Anthony Lawton on a Leicestershire village's campaign to defend its only open space.
I know far too little about my mother who, a single mother after being widowed when I was three, died herself when I was eighteen. I do recall she was a self-professed liberal and Liberal, committed to being active in the community. She also brought me up within the Church of England.
However, although the impact of her liberalism and community action endures, fifty years on from teenage confirmation my church going days are long gone. A year of bewildering and stubborn behaviour by leaders and institutions in the Diocese of Leicester has seriously eroded what little faith that endured still, or at least in the church hierarchy beyond the parish.
For decades the grass, Thorpe Path Field and The Bucket, has been the one accessible open space within our village boundaries in rural Church Langton in Leicestershire. A public footpath crosses the land. There villagers of all ages walk and talk, congregate and play, and exercise dogs of many types and sizes in ways they cannot, despite appearances, in the privately owned farming land all around.

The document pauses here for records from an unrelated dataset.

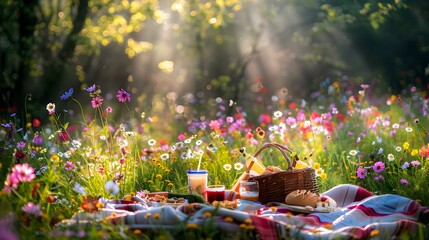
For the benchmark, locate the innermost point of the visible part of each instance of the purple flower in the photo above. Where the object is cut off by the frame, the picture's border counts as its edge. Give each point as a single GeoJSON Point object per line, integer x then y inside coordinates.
{"type": "Point", "coordinates": [123, 96]}
{"type": "Point", "coordinates": [361, 172]}
{"type": "Point", "coordinates": [404, 182]}
{"type": "Point", "coordinates": [20, 145]}
{"type": "Point", "coordinates": [405, 165]}
{"type": "Point", "coordinates": [32, 209]}
{"type": "Point", "coordinates": [379, 178]}
{"type": "Point", "coordinates": [378, 167]}
{"type": "Point", "coordinates": [69, 166]}
{"type": "Point", "coordinates": [96, 102]}
{"type": "Point", "coordinates": [67, 94]}
{"type": "Point", "coordinates": [415, 163]}
{"type": "Point", "coordinates": [37, 140]}
{"type": "Point", "coordinates": [290, 121]}
{"type": "Point", "coordinates": [91, 88]}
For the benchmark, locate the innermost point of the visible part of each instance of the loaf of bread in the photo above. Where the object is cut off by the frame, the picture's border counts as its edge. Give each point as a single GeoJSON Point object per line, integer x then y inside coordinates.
{"type": "Point", "coordinates": [271, 170]}
{"type": "Point", "coordinates": [303, 198]}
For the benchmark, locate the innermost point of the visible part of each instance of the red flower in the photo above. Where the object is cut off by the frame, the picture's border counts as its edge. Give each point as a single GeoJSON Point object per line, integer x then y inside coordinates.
{"type": "Point", "coordinates": [36, 122]}
{"type": "Point", "coordinates": [64, 137]}
{"type": "Point", "coordinates": [89, 204]}
{"type": "Point", "coordinates": [292, 106]}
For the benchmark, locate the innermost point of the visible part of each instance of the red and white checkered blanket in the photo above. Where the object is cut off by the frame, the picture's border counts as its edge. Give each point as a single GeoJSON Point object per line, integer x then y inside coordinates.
{"type": "Point", "coordinates": [383, 216]}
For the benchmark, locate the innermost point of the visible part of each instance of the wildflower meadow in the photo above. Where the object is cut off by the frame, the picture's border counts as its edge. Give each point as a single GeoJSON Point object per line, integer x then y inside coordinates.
{"type": "Point", "coordinates": [80, 155]}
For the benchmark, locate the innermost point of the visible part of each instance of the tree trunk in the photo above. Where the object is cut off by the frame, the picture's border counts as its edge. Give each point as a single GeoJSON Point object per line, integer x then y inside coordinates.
{"type": "Point", "coordinates": [54, 72]}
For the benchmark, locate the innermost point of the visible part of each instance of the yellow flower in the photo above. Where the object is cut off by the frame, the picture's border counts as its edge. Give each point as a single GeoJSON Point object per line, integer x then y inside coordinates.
{"type": "Point", "coordinates": [227, 167]}
{"type": "Point", "coordinates": [328, 225]}
{"type": "Point", "coordinates": [406, 145]}
{"type": "Point", "coordinates": [55, 158]}
{"type": "Point", "coordinates": [289, 214]}
{"type": "Point", "coordinates": [319, 171]}
{"type": "Point", "coordinates": [238, 166]}
{"type": "Point", "coordinates": [316, 165]}
{"type": "Point", "coordinates": [300, 165]}
{"type": "Point", "coordinates": [192, 225]}
{"type": "Point", "coordinates": [248, 221]}
{"type": "Point", "coordinates": [207, 214]}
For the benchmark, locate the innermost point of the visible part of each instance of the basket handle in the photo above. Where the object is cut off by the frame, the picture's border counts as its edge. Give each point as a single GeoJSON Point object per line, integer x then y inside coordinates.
{"type": "Point", "coordinates": [281, 148]}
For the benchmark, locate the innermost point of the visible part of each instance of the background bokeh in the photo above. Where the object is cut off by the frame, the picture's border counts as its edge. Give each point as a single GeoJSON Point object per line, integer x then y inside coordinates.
{"type": "Point", "coordinates": [244, 50]}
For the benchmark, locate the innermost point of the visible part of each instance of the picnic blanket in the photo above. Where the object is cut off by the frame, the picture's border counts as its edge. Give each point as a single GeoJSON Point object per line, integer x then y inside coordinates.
{"type": "Point", "coordinates": [361, 216]}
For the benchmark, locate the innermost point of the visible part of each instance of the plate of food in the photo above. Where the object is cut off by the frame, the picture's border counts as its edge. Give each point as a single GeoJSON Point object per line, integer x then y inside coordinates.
{"type": "Point", "coordinates": [308, 202]}
{"type": "Point", "coordinates": [310, 209]}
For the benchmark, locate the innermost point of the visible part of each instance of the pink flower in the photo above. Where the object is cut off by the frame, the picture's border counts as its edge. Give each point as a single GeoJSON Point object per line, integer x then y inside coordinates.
{"type": "Point", "coordinates": [361, 172]}
{"type": "Point", "coordinates": [379, 178]}
{"type": "Point", "coordinates": [23, 172]}
{"type": "Point", "coordinates": [11, 182]}
{"type": "Point", "coordinates": [181, 137]}
{"type": "Point", "coordinates": [378, 167]}
{"type": "Point", "coordinates": [214, 124]}
{"type": "Point", "coordinates": [424, 151]}
{"type": "Point", "coordinates": [264, 118]}
{"type": "Point", "coordinates": [69, 166]}
{"type": "Point", "coordinates": [290, 121]}
{"type": "Point", "coordinates": [32, 209]}
{"type": "Point", "coordinates": [96, 102]}
{"type": "Point", "coordinates": [123, 96]}
{"type": "Point", "coordinates": [404, 182]}
{"type": "Point", "coordinates": [415, 163]}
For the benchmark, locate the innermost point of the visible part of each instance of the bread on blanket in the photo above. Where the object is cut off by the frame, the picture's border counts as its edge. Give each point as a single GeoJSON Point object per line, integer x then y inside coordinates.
{"type": "Point", "coordinates": [303, 198]}
{"type": "Point", "coordinates": [271, 170]}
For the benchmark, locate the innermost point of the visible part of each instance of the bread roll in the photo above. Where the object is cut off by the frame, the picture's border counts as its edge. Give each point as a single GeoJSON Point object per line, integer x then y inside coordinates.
{"type": "Point", "coordinates": [303, 198]}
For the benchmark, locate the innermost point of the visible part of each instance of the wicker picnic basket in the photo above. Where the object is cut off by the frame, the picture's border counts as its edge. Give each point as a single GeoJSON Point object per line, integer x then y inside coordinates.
{"type": "Point", "coordinates": [275, 187]}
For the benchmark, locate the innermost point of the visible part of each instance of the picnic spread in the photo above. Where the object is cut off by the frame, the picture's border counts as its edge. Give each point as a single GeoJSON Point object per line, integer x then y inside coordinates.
{"type": "Point", "coordinates": [386, 216]}
{"type": "Point", "coordinates": [287, 205]}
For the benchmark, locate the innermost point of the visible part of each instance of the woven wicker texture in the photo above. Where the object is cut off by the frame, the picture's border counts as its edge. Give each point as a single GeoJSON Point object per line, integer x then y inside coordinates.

Donated, I believe, by the Revd William Hanbury to his charity founded in the 1750s to pursue grandiose plans for a national centre of learning to rival Oxford and Cambridge, the field was for many years part of the playing fields of the local school founded in the 1870s. In the early 2000s it passed from the stewardship of the Hanbury Charity to fellow charity, the Leicester Diocesan Board of Education (LDBE), in an asset-swap to facilitate the building of a new Langton Community Hall next to the school
LDBE trustees want to realise the value they think the field has as building land, despite it being formally designated ‘Open Space for Sport and Recreation’ by Harborough District Council, and despite the council leader asserting he sees no prospect of successful evasion of the implied responsibilities. To date, two planning applications and an appeal to the National Planning Inspector have been vigorously and successfully opposed by the community.
The Board of Education’s leaders have stated on the record, several times, that they have no intention to renew planning applications for the “foreseeable future”. The Board professes in its vision statement to work “with” local communities. Yet the it has in the last couple of years sought to exclude villagers from the field — save for access to the public footpath — against the wishes of the local community, in order to seek to graze livestock, without disclosing how this helps advance their long-term interests.

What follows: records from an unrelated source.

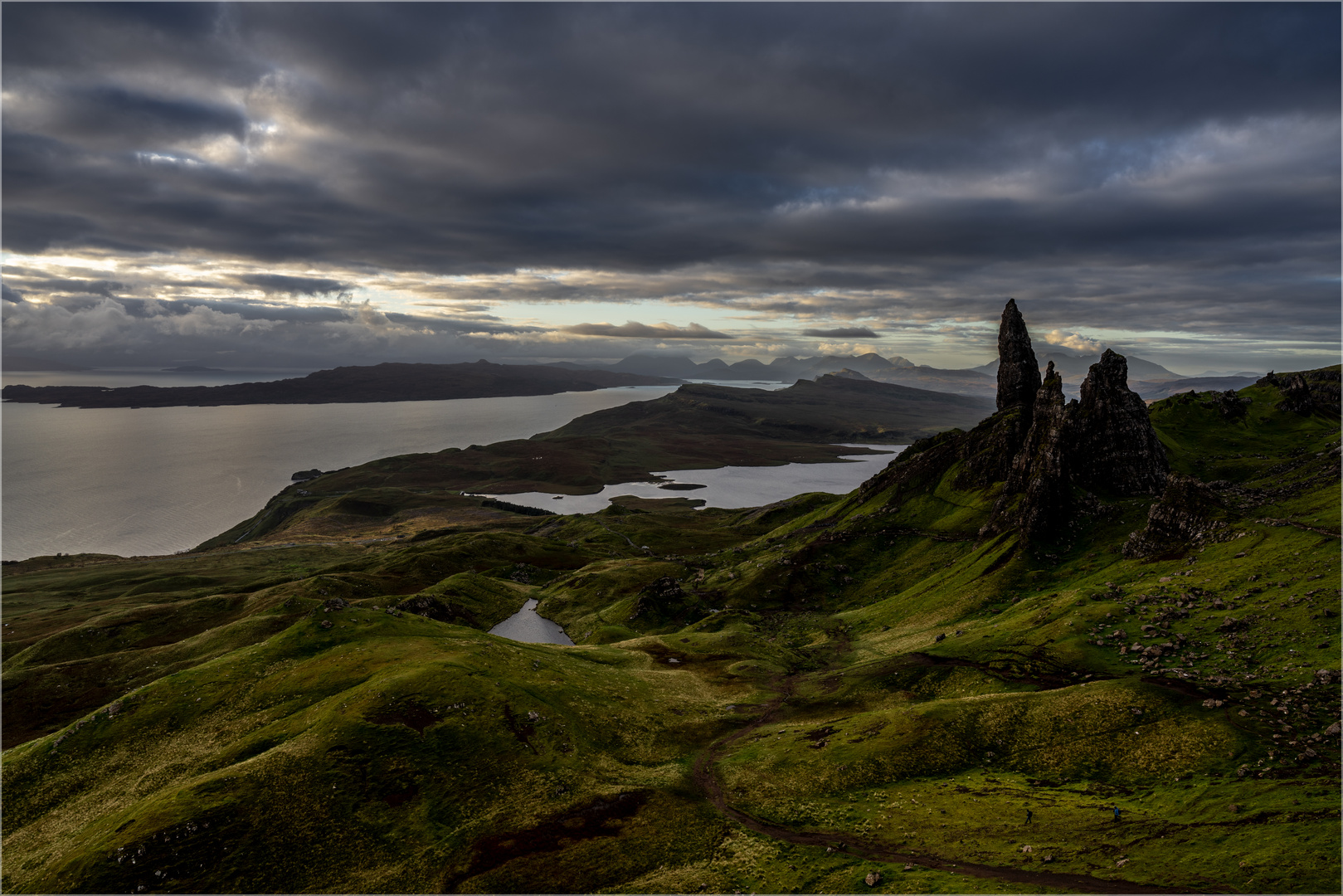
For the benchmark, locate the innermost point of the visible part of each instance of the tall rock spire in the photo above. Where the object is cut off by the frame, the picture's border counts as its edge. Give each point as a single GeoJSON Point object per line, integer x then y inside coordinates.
{"type": "Point", "coordinates": [1019, 373]}
{"type": "Point", "coordinates": [1115, 448]}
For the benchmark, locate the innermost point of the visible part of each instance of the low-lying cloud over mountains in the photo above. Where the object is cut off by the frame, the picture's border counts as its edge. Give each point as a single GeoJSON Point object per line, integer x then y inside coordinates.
{"type": "Point", "coordinates": [433, 182]}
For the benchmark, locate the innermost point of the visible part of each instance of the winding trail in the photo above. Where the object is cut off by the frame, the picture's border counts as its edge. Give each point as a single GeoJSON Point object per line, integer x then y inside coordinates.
{"type": "Point", "coordinates": [859, 848]}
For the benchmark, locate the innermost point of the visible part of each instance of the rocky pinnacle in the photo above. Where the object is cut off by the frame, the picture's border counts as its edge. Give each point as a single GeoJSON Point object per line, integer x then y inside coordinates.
{"type": "Point", "coordinates": [1019, 373]}
{"type": "Point", "coordinates": [1113, 446]}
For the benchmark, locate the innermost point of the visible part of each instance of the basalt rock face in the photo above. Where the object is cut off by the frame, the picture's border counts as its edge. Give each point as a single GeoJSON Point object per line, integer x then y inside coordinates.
{"type": "Point", "coordinates": [1041, 468]}
{"type": "Point", "coordinates": [1308, 391]}
{"type": "Point", "coordinates": [1039, 450]}
{"type": "Point", "coordinates": [1019, 371]}
{"type": "Point", "coordinates": [1185, 514]}
{"type": "Point", "coordinates": [1113, 446]}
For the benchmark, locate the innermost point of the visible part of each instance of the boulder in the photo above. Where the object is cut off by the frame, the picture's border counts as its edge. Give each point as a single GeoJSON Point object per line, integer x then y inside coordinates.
{"type": "Point", "coordinates": [1182, 518]}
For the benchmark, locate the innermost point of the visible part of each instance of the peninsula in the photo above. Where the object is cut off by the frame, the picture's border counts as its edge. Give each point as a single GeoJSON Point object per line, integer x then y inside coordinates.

Trustees have rejected all offers from villagers and the Parish Council to rent the land for village recreational use until such time as the Board is successful, if ever it is, in winning building permission. Some twenty four trustees, including the Bishop of Leicester, have resisted all the supportive entreaties of the local conservative MP, local district and county councillors, the leader of Harborough District Council, even the church’s own lay incumbent and the local parochial church council.
Despite numerous requests, and formal complaints to trustees and the Charity Commissioners, still no-one outside the charity has been given a clear, persuasive reason why the Board persists so stubbornly to reject community offers. One of the two formal objects of LDBE is always to embody the principles and doctrines of the CoE. I can recall no principle or doctrine which favours being untransparent, so disrespectful of local community interests, and so stubborn.
We "need to pray passionate prayers to change stubborn situations," wrote one local Reverend in a regular church column in the local paper. Characterising myself now as an unbeliever, and ever-influenced by my mother’s liberalism, I prefer to put my faith rather in the power of collective community action.
Mind you, the Diggers who in the 1600s actively opposed enclosures by the church and other landowners, believed in both prayer and action, in pursuit of their belief that "no man has any right to buy and sell the earth for private gain".
That may be a belief too far for many. However the not-for-financial-profit Charity Board of Education trustees are stewards and custodians of the land which the board holds in trust for public benefit, not private gain. They should not be so focused upon profit-maximising.
I persist in believing they might be brought to their senses about their own diocese-wide interests, as well as the interests of the local community, by concerted community action, including the lobbying of political representatives of all persuasions and none.
We will as committed active citizens continue actively and insightfully to collaborate to change this “stubborn situation”. But, inspired as I am by the Diggers and mindful of the local Reverend’s advice, I have said publicly I might just try some "passionate prayers" too.